It’s made traveling to new worlds a bit more convenient.

When he died, I connected to the Crossroad for the first time. It happened when I was… just reaching “adolescence,” I suppose you could say? Er, well- I guess, in your terms, I was somewhere between nine and twelve years old.
That stage of development — the transition from childhood to adulthood? That’s the stage of development my new bodies are always made in — which is rather lucky, actually, since it means I’m rarely expected to know everything about the worlds I end up in. Quite often, I’ll get taken in and cared for because of my “age.”

Which is exactly what happened in the First Nav.
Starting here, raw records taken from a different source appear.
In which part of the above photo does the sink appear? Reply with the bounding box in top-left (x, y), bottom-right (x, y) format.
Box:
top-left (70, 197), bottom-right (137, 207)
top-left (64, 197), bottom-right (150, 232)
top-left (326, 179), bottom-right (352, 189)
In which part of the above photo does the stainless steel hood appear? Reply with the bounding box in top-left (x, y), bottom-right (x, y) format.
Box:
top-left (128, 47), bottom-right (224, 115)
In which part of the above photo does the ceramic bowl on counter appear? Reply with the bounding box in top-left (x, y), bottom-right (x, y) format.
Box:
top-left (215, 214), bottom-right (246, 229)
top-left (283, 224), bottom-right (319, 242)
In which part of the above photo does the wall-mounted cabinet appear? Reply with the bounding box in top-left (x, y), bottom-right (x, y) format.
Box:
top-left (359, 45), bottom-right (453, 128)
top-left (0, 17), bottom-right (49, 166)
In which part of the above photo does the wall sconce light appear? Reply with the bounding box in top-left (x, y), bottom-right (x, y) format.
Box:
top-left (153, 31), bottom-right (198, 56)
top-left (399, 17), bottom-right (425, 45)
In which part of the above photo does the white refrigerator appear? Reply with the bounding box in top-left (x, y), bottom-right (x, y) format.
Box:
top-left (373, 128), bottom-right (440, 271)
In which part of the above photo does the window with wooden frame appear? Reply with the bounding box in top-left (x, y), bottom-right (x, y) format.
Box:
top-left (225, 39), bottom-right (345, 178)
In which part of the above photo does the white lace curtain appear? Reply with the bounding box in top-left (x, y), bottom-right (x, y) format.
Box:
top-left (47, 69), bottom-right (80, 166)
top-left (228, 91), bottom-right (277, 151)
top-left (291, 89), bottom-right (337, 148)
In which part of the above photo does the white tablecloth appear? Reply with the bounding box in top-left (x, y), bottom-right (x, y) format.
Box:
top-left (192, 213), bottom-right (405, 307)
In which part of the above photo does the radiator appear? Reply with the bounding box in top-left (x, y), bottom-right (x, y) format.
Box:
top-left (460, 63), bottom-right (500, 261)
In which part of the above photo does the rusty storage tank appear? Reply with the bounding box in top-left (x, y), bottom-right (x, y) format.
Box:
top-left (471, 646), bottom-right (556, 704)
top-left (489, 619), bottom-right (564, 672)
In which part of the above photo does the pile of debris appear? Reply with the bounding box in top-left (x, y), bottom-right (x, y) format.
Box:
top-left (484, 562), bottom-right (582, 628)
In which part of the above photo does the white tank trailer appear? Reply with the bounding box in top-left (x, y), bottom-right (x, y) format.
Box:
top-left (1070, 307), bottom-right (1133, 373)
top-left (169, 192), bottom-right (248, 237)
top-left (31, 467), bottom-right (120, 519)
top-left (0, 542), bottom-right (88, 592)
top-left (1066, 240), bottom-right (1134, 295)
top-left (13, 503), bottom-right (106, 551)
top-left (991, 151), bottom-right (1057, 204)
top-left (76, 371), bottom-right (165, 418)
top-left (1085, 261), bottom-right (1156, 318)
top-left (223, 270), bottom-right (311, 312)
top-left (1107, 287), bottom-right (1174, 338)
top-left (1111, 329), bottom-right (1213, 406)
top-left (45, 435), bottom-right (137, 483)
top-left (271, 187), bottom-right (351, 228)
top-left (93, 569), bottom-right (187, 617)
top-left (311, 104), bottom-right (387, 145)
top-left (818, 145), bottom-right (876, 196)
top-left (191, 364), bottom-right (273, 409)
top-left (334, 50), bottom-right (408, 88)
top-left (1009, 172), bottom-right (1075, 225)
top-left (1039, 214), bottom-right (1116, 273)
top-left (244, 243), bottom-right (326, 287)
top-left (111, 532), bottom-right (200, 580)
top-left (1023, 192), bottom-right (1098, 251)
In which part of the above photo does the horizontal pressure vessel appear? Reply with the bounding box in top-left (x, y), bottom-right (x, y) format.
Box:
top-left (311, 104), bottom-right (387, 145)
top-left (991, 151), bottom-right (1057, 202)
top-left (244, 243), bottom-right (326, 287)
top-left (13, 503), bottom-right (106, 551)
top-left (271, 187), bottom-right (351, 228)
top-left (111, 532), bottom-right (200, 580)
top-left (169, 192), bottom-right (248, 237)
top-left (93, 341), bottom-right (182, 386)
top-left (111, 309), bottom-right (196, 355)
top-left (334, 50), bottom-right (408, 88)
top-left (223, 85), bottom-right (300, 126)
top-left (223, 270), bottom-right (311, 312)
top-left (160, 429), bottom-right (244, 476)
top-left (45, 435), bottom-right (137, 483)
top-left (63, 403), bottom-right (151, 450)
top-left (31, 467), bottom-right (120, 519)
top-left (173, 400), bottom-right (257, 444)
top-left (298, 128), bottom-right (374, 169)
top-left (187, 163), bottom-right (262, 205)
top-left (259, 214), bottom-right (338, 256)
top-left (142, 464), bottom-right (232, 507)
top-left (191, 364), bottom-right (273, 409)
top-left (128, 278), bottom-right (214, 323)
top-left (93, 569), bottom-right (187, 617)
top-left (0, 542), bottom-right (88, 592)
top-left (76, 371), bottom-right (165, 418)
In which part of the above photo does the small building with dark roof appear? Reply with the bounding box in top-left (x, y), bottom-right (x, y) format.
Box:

The body I’d been given was a B. I won’t go into detail on what the As or Bs looked like — mostly because I couldn’t describe them if I wanted to, but I also don’t want that to distract you. However, I’ll say this: They definitely weren’t humanoid.

Since I had arrived as a B, thankfully it was a group of Bs that found me. The Bs didn’t have a strict “familial” structure, but lived in groups with between one and five leaders, as many as thirty other adults, and a multitude of children.
And, unfortunately, it wasn’t uncommon that many of those children were adopted. Because the As, if their “structure” was disrupted, had a tendency to… overreact.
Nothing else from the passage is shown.